Back in February this year, the Federal Communications Commission, or FCC as it is commonly known, passed a new set of rules on Net Neutrality that basically prevented ISPs (Internet Service Providers) from throttling connection speeds to certain services in order to charge their users (and the services in question) more for smooth access. While the ruling was passed and the ISPs are supposed to obey it, the million-dollar question is, are they actually doing it? With this in mind, Fight for the Future has coughed up a new tool called “The Internet Health Test” that allows you to see how your Internet connection is performing, and whether there is any throttling being done by your ISP or not.
The test, which is online and runs simply through your Web browser – we tested on Safari for OS X and Chrome – basically “checks your connection for signs of any degradation at all.” It does so by establishing connections to a number of interconnection points between different networks that are outside of your ISP’s domain, and then checks for consistency. If there is a high level of inconsistency between different connection nodes, chances are likely that your ISP is in violation of Net Neutrality, and some level of connection throttling is being done.

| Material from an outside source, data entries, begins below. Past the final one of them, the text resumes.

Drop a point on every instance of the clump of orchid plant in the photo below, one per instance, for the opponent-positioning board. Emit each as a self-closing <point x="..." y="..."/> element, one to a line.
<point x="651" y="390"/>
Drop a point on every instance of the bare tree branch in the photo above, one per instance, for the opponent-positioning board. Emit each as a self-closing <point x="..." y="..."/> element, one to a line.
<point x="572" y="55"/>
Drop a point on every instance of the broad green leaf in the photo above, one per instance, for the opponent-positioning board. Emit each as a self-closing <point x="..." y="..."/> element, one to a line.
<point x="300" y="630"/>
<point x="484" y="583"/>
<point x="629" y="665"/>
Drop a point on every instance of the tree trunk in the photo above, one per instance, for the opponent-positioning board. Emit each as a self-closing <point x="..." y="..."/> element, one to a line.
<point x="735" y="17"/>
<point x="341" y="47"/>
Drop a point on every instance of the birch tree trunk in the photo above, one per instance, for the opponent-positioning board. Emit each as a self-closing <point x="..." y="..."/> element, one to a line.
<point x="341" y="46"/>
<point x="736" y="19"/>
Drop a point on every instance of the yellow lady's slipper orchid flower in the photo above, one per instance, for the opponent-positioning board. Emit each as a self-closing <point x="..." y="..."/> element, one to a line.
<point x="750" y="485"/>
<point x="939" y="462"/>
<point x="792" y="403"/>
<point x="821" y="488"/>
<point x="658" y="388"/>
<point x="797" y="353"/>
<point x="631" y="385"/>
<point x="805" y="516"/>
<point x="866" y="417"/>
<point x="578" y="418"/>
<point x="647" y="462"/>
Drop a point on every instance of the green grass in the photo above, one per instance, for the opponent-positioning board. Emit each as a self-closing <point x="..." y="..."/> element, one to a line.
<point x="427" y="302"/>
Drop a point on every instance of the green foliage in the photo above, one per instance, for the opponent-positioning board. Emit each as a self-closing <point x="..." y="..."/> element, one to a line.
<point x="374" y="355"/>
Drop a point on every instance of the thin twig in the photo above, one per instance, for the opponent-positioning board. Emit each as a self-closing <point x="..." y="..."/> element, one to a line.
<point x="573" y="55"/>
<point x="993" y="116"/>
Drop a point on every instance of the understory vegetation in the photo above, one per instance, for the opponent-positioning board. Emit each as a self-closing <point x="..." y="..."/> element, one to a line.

It’s worth noting that the February ruling of the FCC came after Comcast’s infamous throttling of Netflix streams for its customers, resulting in a deal between the two that raged the entire Internet over what Comcast had done.
The Internet Health Test is designed to use those interconnections that usually host popular content, such as those from Netflix, HBO GO, BBC iPlayer etc., and uses crowd-sourcing – data from hundreds of customers – to determine whether any violations are being done. In other words, if an ISP turns fine against most nodes, but has problems with a particular one, it’s likely that Net Neutrality is being violated.
This health test doesn’t give you much on its own, but when used in conjunction with results from other users, becomes a powerful tool for you to determine whether there is a legitimate violation that you can act against. If nothing, you’d at least get to see how consistent your Internet connection basically is.